About the Somali Cat
Can’t decide between an Abyssinian and a long-haired breed? The Somali cat offers the best of both worlds, with exquisitely soft ticked coats, striking facial markings, and all the personality that makes the Abyssinian such a popular breed.
Also known as long-haired Abbysinians, Somali cats make loving companions. Normally fond of their people, these adorable kitties are sometimes aloof with newcomers, but quickly form new friendships.
If you bring a Somali cat into your family, be prepared for fun and games! These cats are curious, alert, and a bit mischievous. They like to watch people and wait for opportunities to get involved in whatever is happening.
Open a cupboard, they’ll be right there, ready to poke their heads inside. Place clothing inside drawers, and they’ll soon find a way to help! Run a faucet, and the Somali cat might dab a paw in the water. After a while, these cats develop the ability to open drawers, doors, and cupboards on their own, and turn on taps for themselves, so they can play in the water without your help.
When it’s time to rest, the Somali will happily curl up in the nearest lap, perhaps kneading with paws and giving affectionate head butts. On chilly winter nights, they offer extra cuddle power, helping their families appreciate those silky-soft, cuddly coats even more.
Somali cats have no unusual nutritional needs, although they thrive on a high-protein, low-carbohydrate diet. We recommend offering fresh food and/or a high-quality commercial brand that incorporates real meat or fish as the main ingredient.
With thick, plush double coats, Somali cats require routine brushing to remove loose hairs and help prevent matting. Like other breeds, the Somali benefits from routine tooth brushing at home.
As these cats are highly active, you might also wish to keep their claws trimmed to prevent excess damage to furnishings, clothing, and your skin.
The earlier you teach your kitten how to relax and enjoy grooming routines, the easier these tasks will be later in the cat’s life.
Somali cats are incredible athletes, easily making impressive long jumps and leaping to heights that might seem impossible. Renowned for their speed when racing from one room to the next, they typically enjoy big bursts of energy followed by a bit of down time.
It’s vital to provide space and appropriate structures for play when you share your home with a Somali cat. These kitties need a sturdy cat tree, at least one good scratching post, and plenty of toys including items that let you get in on the fun.
As friendly, outgoing individuals, Somalis often enjoy leashed walks outdoors. As with other routines, it’s easiest to teach a cat to walk on a leash from a young age, before habits have been fully formed.
Somali cats are typically robust and healthy. There are a few inherited diseases to be aware of including feline infectious anemia (FIA), autoimmune-mediated hemolytic anemia (AIHA), pyruvate kinase deficiency, myeldodysplasia, rentinal degeneration, osmotic fragility, and renal amyloidosis. None of these health issues are common.

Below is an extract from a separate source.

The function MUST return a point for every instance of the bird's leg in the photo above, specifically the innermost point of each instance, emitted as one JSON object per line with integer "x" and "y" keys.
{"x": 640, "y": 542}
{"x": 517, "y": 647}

The Somali cat breed got its start in the 1940s, long before breed registries granted official recognition. An Abyssinian cat breeder named Jante Robinson exported kittens from Britain to New Zealand, North America, and Australia. These cats occasionally produced long-haired Abyssinian kittens.
The first individual to make a stir in the cat fancy world was Raby Chuffa of Selene, a long-haired Abyssinian cat that was shown in the United States. In 1963, a Canadian breeder named Mary Mailing entered a long-haired Aby into her local pet show. The show’s judge, Ken McGill, was so impressed that he asked for one of Mailing’s cats to breed.
Despite growing interest in long-haired Abyssinian cats, many breeders expressed disdain and worked to prevent their numbers from increasing. At the same time, breeders who enjoyed the looks and personalities of the long-haired Abyssinians did the opposite, working to develop and promote the new variety.
We have an American breeder named Evelyn Mague to thank for naming the Somali breed. Cats from Ken McGill and another Canadian breeder named Don Richings were bred with Mague’s Somalis and international attention grew.
The Cat Fanciers Association (CFA) created the international Somali Cat Club in 1975, and granted the breed official recognition in 1979. It took over a decade for the Somali cat breed to achieve widespread international recognition.
Did You Know?
The Somali’s brilliant coat, large ears, and furry tails give the breed the nickname “Fox Cat.”
There are 28 Somali cat colors in all. Not all breed registries accept all colors.
Somali cats love to play fetch, so much so that they often develop a habit of bringing a favorite toy to a human playmate in anticipation of an exciting game.
The Breed Standard
Legs & Paws
Frequently Asked Questions
How much does a Somali cat cost?
Somali cats cost between $1000 - $1500.
How big do Somali cats get?
Somali cats tend to be medium in size. A fully grown Somali cat might weigh between 8-12 pounds or more and range in height anywhere from about 8"- 10" inches tall.
How long do Somali cats live?
The Average lifespan for Somali is 11-12 years.
Do Somali cats shed?
Somali are long-haired cats, so you do have to expect a certain amount of shedding from this breed, but they don't shed as much as other cat breeds.